Las malas lenguas dicen que en el carísimo colegio donde se aprende francés llegan los vástagos del dirigente rodeado de escoltas y, por supuesto, a la entrada y a la salida siempre está la famosa niñera, a lo mejor arrullando, esta vez sí, un maletín. Cuentan que supuestamente hubo quejas de las madres porque en un colegio nadie debería entrar portando un arma aunque nadie fue señalado por ello.
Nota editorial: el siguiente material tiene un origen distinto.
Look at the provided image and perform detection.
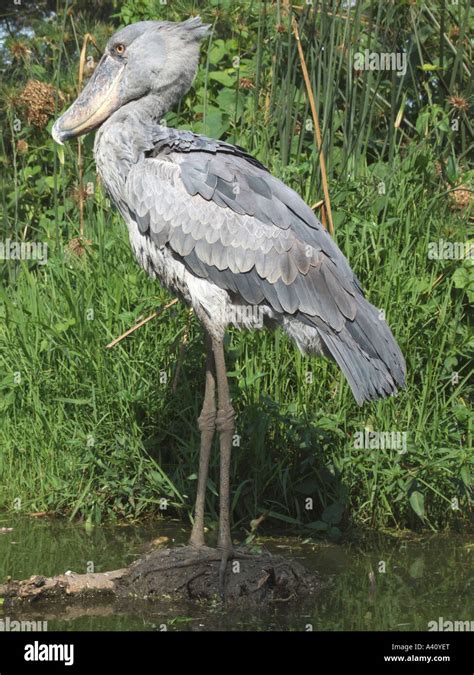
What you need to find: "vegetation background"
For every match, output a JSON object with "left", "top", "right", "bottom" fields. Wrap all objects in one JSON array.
[{"left": 0, "top": 0, "right": 474, "bottom": 538}]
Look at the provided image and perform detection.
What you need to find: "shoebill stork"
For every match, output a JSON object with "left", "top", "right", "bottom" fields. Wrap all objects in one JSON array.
[{"left": 52, "top": 17, "right": 405, "bottom": 592}]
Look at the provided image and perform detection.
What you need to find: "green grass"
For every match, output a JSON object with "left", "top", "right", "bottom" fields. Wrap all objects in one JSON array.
[{"left": 0, "top": 2, "right": 473, "bottom": 536}]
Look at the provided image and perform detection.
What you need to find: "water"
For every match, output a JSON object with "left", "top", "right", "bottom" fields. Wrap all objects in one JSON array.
[{"left": 0, "top": 515, "right": 474, "bottom": 631}]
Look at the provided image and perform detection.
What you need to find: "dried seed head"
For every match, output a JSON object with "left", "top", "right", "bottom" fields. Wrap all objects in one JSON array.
[
  {"left": 239, "top": 77, "right": 255, "bottom": 89},
  {"left": 16, "top": 138, "right": 28, "bottom": 155},
  {"left": 17, "top": 80, "right": 63, "bottom": 129},
  {"left": 447, "top": 94, "right": 469, "bottom": 112}
]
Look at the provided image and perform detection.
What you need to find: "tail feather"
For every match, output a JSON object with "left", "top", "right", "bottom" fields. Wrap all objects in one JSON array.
[{"left": 283, "top": 294, "right": 406, "bottom": 405}]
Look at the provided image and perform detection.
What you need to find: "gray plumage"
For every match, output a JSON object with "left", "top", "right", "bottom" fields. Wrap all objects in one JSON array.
[{"left": 53, "top": 19, "right": 405, "bottom": 404}]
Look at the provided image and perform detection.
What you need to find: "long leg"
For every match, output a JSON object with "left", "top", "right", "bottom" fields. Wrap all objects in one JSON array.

Desde luego el temor ha levantado un manto de silencio.  

Abunda Jaua en argumentos defensivos y confiesa sin rubor sus prácticas de nepotismo: “En este viaje, dentro del equipo de trabajo que me acompañaba se encontraba mi esposa, quien forma parte de mi grupo de apoyo en el despacho del ministerio y en esa condición participaba de la visita de trabajo”.

Es lamentable que pase a segundo plano un asunto que debería acaparar la atención y que se relaciona con el uso de bienes nacionales, en este caso de Pdvsa, por parte de funcionarios públicos que hacen valer su privilegiada condición para viajar en los aviones de la estatal petrolera, una práctica que los chavistas condenaron como perversión propia de la cuarta república.

Peculado de uso, se llama eso y no es deducción de Holmes, es elemental corroboración de hechos, mi querido Watson.